Quantitative (real-time) PCR is usually the method of choice for detecting the DNA of a limited number of targets of interest. In addition to revealing the presence of a specific protein at a given DNA sequence (e.g., a transcription factor bound to the promoter of a gene of interest), highly specialized antibodies can provide even more detailed information. For example, antibodies can be developed that distinguish between different posttranslational modifications of the same protein. As a result, ChIP can distinguish the difference between RNA polymerase II engaged in initiation at the promoter of a gene from pol II that has entered the elongation phase of transcription, because pol II is differentially phosphorylated in these two states , and antibodies exist that recognize these phosphorylation events.

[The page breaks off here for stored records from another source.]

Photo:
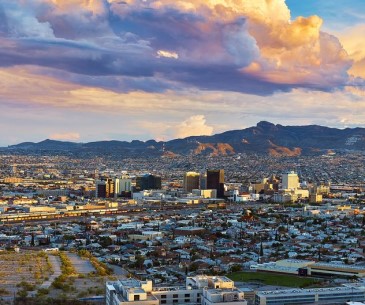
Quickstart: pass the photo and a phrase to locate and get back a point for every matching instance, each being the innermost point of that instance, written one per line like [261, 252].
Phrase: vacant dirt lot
[32, 267]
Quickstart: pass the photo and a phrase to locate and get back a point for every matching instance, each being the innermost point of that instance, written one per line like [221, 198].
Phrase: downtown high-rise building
[191, 181]
[104, 188]
[215, 180]
[290, 181]
[148, 182]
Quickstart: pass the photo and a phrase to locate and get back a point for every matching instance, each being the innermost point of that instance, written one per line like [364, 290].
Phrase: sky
[88, 70]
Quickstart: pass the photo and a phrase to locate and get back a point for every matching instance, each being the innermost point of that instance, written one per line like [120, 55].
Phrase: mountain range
[264, 138]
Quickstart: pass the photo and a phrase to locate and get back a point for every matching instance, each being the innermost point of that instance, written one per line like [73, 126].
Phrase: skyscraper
[104, 188]
[148, 182]
[191, 181]
[215, 180]
[290, 181]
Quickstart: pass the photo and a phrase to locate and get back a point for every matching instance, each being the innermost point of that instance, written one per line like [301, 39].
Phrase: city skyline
[101, 70]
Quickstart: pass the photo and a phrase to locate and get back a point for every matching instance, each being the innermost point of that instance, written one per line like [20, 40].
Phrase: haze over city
[102, 69]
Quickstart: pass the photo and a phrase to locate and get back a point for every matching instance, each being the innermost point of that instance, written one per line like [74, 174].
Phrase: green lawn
[273, 279]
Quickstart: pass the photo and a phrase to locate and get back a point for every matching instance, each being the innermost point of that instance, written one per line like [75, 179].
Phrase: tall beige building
[191, 181]
[290, 181]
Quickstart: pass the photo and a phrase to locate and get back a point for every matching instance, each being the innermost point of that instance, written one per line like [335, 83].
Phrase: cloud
[67, 136]
[193, 126]
[167, 54]
[353, 41]
[242, 46]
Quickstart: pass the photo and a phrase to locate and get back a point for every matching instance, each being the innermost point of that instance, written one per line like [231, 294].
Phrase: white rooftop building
[199, 290]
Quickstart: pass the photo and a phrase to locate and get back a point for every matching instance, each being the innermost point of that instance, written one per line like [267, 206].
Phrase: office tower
[148, 182]
[122, 186]
[191, 181]
[290, 181]
[104, 188]
[215, 180]
[203, 181]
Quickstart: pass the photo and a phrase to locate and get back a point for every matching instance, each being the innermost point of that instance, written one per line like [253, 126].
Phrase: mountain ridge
[264, 138]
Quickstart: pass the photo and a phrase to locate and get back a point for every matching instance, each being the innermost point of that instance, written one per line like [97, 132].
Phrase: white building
[290, 181]
[334, 295]
[199, 290]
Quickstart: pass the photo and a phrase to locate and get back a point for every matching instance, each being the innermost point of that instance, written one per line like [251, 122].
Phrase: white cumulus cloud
[194, 126]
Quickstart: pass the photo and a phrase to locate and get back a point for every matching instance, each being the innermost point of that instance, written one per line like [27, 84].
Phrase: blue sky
[140, 69]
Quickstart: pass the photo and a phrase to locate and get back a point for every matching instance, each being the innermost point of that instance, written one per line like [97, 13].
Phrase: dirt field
[32, 267]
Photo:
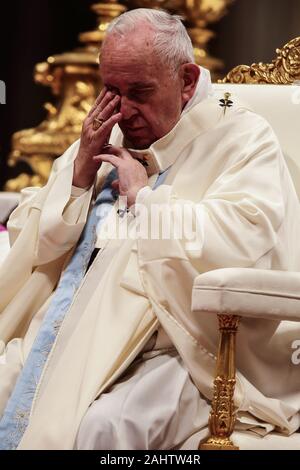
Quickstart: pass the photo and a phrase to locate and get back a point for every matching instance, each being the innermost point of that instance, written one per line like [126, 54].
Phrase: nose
[127, 108]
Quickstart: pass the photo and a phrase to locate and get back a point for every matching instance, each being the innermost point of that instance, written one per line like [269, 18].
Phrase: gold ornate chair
[272, 91]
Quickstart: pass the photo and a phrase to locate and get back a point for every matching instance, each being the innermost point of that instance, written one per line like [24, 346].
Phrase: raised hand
[95, 134]
[132, 174]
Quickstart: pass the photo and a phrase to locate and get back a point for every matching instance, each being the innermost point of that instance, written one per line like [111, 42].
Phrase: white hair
[171, 40]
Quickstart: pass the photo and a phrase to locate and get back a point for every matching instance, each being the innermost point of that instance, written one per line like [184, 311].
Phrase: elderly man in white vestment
[126, 364]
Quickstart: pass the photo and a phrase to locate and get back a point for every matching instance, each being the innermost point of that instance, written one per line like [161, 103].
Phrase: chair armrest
[248, 292]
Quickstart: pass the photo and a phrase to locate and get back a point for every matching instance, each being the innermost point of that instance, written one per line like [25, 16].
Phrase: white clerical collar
[154, 158]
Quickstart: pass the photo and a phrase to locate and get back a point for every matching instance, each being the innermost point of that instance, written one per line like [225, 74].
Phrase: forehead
[130, 58]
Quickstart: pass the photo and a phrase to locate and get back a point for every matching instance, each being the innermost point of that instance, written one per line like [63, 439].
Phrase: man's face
[151, 96]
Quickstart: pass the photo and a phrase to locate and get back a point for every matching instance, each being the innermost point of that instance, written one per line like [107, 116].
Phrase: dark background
[31, 30]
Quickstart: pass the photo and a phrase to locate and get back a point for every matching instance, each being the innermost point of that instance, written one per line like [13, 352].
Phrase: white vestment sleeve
[62, 213]
[236, 222]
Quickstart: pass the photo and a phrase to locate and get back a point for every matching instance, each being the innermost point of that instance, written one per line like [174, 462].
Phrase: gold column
[222, 415]
[75, 83]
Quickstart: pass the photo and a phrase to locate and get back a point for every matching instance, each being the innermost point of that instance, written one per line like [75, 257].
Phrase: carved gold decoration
[285, 69]
[75, 82]
[197, 14]
[222, 415]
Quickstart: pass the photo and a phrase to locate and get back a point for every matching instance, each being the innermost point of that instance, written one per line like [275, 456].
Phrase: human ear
[190, 74]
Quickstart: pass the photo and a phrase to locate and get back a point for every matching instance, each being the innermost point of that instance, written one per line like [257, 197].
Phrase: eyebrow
[142, 84]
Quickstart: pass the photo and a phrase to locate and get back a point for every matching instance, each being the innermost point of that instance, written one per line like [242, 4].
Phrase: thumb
[115, 184]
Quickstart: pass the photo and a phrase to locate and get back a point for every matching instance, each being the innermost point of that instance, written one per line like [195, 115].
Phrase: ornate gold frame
[285, 69]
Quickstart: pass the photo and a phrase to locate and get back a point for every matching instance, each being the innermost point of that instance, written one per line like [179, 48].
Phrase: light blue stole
[16, 415]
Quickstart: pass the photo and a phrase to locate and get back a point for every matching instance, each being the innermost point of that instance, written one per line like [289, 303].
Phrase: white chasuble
[228, 176]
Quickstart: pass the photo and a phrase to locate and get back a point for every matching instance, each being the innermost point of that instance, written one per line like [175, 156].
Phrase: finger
[98, 100]
[119, 151]
[107, 126]
[104, 157]
[109, 108]
[98, 111]
[115, 184]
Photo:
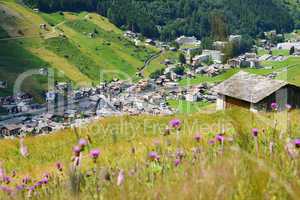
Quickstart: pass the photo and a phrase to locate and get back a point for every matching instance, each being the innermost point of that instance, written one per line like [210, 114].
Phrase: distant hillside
[171, 18]
[65, 45]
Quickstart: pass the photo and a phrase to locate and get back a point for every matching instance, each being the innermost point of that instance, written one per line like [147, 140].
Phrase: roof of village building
[249, 87]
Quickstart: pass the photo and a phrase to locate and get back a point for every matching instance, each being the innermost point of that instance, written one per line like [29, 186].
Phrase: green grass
[187, 107]
[13, 63]
[80, 58]
[241, 170]
[53, 18]
[202, 78]
[293, 72]
[64, 48]
[107, 45]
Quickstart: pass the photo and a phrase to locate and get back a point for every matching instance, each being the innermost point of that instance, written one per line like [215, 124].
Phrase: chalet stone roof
[249, 87]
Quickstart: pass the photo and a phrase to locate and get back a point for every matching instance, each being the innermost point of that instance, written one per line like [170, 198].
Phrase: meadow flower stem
[177, 137]
[256, 145]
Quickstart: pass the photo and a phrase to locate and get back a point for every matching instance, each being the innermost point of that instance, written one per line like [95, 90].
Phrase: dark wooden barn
[256, 93]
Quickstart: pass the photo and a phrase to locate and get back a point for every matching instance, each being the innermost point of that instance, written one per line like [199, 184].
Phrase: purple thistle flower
[291, 150]
[23, 148]
[121, 178]
[76, 161]
[82, 143]
[6, 189]
[179, 154]
[6, 179]
[255, 132]
[175, 123]
[26, 180]
[153, 155]
[211, 142]
[32, 188]
[177, 162]
[220, 138]
[274, 106]
[297, 143]
[59, 166]
[156, 142]
[45, 180]
[14, 173]
[77, 150]
[197, 137]
[20, 187]
[2, 173]
[95, 154]
[38, 184]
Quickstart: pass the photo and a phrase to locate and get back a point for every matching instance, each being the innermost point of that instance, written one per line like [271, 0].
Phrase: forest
[167, 19]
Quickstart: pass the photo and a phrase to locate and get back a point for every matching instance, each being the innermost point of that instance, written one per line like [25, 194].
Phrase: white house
[187, 40]
[288, 45]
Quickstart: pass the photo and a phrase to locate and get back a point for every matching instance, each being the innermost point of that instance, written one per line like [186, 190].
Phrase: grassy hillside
[65, 46]
[236, 165]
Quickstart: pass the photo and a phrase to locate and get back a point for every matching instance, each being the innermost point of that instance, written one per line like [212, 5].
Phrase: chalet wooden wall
[233, 102]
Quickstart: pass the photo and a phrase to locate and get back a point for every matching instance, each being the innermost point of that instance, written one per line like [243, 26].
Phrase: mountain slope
[168, 19]
[65, 46]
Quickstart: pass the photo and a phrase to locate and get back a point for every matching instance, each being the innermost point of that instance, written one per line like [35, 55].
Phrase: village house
[219, 45]
[288, 45]
[197, 60]
[10, 130]
[256, 93]
[235, 38]
[216, 56]
[183, 40]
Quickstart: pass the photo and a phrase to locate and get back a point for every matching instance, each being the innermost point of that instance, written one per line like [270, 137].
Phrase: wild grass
[226, 167]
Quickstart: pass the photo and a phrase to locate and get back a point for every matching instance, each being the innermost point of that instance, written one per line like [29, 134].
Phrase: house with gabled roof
[256, 93]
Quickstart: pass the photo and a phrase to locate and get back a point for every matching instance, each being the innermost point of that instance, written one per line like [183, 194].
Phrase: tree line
[168, 19]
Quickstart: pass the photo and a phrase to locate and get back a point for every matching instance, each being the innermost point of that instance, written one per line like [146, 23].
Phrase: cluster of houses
[247, 60]
[80, 106]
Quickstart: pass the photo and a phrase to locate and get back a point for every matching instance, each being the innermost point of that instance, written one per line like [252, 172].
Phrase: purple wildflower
[45, 180]
[153, 155]
[95, 154]
[2, 173]
[121, 178]
[23, 148]
[6, 179]
[255, 132]
[179, 154]
[14, 173]
[20, 187]
[82, 143]
[59, 166]
[197, 137]
[156, 142]
[26, 180]
[77, 150]
[274, 106]
[220, 138]
[211, 142]
[6, 189]
[297, 143]
[175, 123]
[177, 162]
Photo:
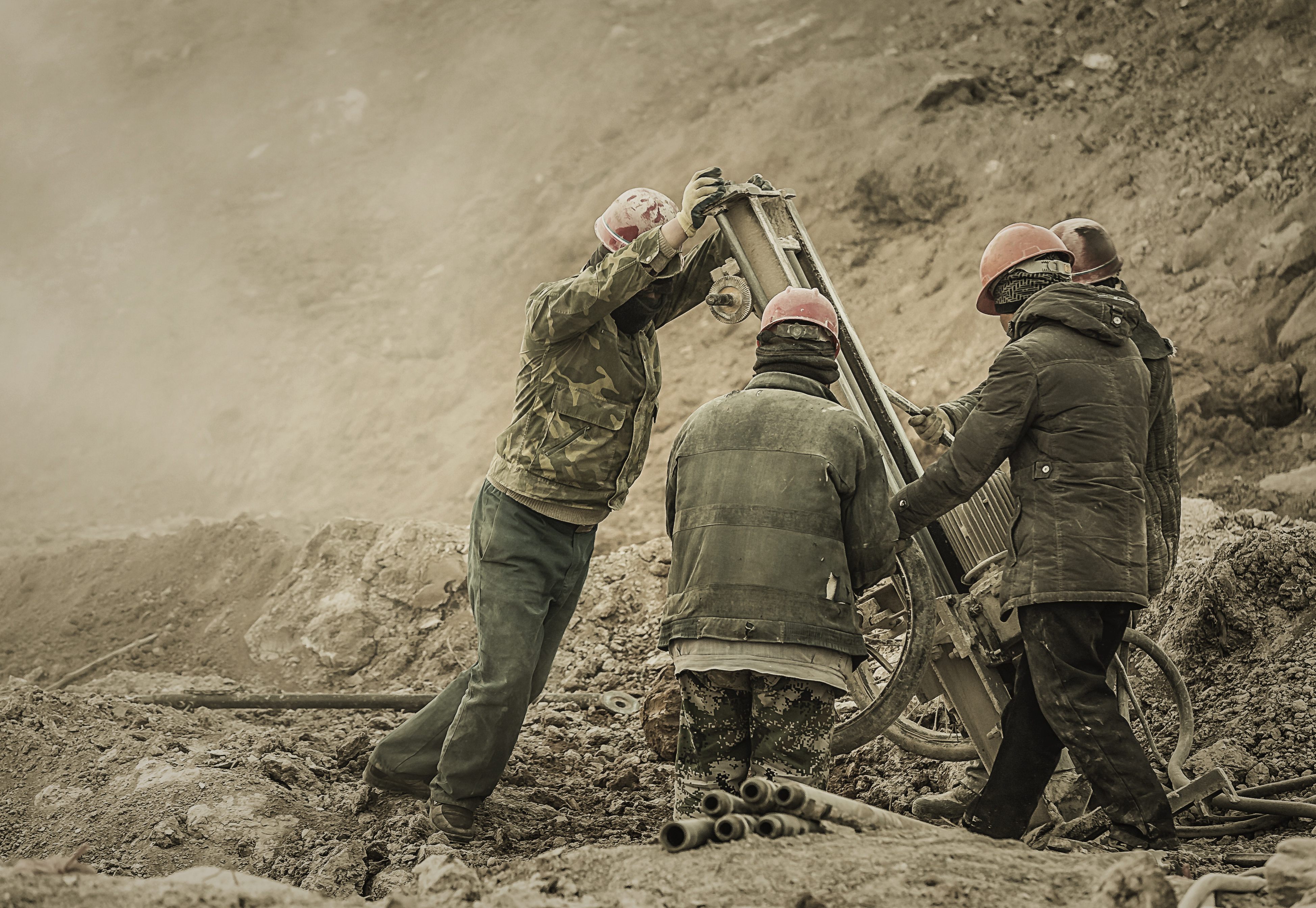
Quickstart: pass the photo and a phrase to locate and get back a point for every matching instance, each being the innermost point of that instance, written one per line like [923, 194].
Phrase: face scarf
[1016, 286]
[812, 360]
[635, 315]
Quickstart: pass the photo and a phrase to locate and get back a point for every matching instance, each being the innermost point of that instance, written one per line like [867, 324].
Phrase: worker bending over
[777, 510]
[1068, 402]
[586, 398]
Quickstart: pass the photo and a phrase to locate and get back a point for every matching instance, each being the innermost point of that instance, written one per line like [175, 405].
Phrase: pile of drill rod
[774, 810]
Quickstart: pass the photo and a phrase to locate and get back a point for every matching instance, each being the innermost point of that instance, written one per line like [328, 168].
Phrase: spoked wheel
[899, 652]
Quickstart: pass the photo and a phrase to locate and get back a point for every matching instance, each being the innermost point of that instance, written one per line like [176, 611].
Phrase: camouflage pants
[736, 724]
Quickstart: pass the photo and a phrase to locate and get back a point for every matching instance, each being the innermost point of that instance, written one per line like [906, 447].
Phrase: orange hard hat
[801, 304]
[1012, 245]
[1095, 256]
[633, 212]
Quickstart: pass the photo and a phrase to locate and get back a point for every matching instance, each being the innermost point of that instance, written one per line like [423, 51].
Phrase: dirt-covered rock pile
[1240, 628]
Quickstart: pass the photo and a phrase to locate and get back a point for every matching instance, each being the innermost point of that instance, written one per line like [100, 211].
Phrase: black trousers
[1061, 701]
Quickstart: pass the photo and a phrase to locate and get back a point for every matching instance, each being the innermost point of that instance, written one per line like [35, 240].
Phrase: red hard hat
[799, 304]
[1015, 244]
[1094, 251]
[635, 212]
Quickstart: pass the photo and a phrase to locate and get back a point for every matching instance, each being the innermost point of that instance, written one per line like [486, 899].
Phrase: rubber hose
[1219, 883]
[874, 719]
[1182, 699]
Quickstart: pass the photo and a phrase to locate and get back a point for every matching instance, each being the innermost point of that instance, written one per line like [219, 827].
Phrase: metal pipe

Certain variations on the ChIP procedure allow researchers to query the localization of a given protein (or modified version of a protein) across large genomic regions—or even entire genomes. In two of the most powerful variations, known as ChIP-on-chip and ChIP-seq, the only difference from a conventional ChIP is the fate of the DNA that is purified from the immunoprecipitated material. Rather than querying specific sequences in this DNA via PCR, the DNA is either labeled in bulk and hybridized to a DNA microarray (ChIP on chip; usually a genome tiling array, such as described in the previous section), or is directly subjected to deep sequencing (ChIP-seq; this is now the most popular method). Either method allows a researcher to obtain a genome-wide footprint of all of the binding sites of the protein of interest. For example, putative origins of replication (which are difficult to identify in multicellular eukaryotes) can be detected en masse by performing a ChIP against proteins in the origin recognition complex (ORC).